We thought the Internet was the future. According to Bruce Irons, it is not. And we're fine with that.
By Chas Smith
I have always had an uncomfortable suspicion that that the Internet is patently uncool. Like, the worst. That stylish websites such as Gawker and them-thangs and gofugyourself mask the very soul of nerd. I know Steve Jobs and Bill Gates have more money than Brad Pitt and George Clooney. I assume Tom Anderson and Mark Zuckerberg do too. But I try and bury my fears. Try and think, "No. This Internet business is technological progress. Like, radio to TV."
And I call the perpetually cool Bruce Irons.
"Bruce" I say. "What websites do you go to these days? What are your favorites?" He answers, "Aaaaaaaaah maaan. Ummmmmmm, you know, I still don't know about the computer, honestly. I don't go to any at all. My wife will go on and go to Surfline and I'll read over her shoulder, but that is it.

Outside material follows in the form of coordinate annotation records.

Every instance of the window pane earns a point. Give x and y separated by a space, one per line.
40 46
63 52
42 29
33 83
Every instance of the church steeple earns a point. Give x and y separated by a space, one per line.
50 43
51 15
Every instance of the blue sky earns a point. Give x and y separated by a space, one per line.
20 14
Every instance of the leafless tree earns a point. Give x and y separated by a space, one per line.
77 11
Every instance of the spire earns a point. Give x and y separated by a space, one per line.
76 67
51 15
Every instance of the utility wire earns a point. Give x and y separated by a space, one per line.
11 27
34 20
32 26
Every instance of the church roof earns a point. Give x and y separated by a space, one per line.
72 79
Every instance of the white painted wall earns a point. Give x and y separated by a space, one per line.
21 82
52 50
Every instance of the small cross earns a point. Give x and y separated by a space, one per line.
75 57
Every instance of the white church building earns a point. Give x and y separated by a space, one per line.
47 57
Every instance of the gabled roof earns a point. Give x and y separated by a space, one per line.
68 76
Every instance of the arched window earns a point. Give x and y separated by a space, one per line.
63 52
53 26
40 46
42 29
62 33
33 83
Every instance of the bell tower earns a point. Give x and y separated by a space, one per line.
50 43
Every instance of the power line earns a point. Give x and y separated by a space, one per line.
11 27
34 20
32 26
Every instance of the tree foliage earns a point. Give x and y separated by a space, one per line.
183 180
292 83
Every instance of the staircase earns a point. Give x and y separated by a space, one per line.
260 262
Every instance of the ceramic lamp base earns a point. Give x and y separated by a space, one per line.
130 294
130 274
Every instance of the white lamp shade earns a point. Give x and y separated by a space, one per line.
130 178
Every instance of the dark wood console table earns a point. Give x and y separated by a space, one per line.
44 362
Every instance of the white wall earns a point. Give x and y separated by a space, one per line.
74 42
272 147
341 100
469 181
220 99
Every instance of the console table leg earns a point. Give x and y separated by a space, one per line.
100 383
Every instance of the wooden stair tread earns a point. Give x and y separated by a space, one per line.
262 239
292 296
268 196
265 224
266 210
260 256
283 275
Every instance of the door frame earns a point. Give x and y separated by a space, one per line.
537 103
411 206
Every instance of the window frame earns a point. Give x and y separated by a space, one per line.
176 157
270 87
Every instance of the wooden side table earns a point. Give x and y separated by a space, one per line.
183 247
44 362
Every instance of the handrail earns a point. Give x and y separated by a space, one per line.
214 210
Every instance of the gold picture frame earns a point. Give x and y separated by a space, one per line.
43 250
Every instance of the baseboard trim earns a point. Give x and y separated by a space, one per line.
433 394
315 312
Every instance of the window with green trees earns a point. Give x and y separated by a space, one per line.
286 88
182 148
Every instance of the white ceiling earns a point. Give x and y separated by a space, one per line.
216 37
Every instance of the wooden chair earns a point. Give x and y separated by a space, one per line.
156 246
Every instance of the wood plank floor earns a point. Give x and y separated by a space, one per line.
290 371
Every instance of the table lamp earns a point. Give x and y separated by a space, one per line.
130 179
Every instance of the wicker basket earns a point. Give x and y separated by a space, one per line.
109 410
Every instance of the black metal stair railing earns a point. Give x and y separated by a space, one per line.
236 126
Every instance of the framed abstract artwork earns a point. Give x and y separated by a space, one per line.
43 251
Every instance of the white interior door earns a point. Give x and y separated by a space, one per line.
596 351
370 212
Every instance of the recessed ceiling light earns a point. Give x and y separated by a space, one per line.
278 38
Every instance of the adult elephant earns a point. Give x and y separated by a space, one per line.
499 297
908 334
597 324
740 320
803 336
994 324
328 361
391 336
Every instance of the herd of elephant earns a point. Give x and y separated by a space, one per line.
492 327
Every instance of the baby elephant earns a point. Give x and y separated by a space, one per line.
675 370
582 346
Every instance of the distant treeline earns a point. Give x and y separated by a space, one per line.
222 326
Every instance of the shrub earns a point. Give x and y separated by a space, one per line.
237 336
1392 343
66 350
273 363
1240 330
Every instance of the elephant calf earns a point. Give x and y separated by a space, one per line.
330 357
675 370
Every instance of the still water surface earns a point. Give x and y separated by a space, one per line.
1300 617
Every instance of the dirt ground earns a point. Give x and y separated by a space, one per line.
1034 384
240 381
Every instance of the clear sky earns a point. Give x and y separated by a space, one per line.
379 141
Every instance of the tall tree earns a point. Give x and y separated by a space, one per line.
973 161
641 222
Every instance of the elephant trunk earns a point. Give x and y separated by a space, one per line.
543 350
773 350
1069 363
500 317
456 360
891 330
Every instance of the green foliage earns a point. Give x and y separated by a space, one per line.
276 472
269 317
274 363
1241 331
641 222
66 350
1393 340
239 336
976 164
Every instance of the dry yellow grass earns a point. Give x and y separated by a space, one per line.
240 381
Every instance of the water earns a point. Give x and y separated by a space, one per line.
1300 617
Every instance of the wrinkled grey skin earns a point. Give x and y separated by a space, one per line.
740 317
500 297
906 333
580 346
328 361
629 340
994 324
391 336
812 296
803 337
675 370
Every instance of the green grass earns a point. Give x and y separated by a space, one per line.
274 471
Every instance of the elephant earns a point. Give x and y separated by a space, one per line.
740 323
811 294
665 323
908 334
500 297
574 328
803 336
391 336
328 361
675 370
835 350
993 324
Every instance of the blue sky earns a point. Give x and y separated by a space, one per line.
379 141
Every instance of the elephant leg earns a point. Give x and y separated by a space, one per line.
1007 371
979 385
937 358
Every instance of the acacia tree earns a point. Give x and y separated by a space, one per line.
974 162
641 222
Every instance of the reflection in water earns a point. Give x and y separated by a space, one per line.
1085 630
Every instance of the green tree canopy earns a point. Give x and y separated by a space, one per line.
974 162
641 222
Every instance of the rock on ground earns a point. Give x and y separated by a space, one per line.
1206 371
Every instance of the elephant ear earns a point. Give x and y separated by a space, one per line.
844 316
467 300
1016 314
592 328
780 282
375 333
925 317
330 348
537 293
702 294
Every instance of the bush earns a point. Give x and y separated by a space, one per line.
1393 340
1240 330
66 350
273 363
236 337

Shiiiittt…." My suspicions are totally confirmed. He continues. "I wish it was, like, programmed into me or something. That I would want to be able to do stuff on the computer. I think I had a computer typing class in high school, but I still only do the two finger chopsticks. I am jealous of people who get around that shit easily." I correct him. "No no no. Don't be jealous. Everyone who gets around this shit easily should be morbidly ashamed. It isn't cool at all. None of it." Bruce laughs, "Hahahahahah, yeah it looks like a lot more work. Well, whatever, I can use my iPhone, I just can't fucking send emails. And my wife can get on to Surfline for me…wait, who do you write for again?" "Surfing" I answer. "I mean my wife can get on Surfing for me hahahaha."
Welcome to the new Surfingthemag.com. Bruce ain't here and neither should you be. Get embarrassed.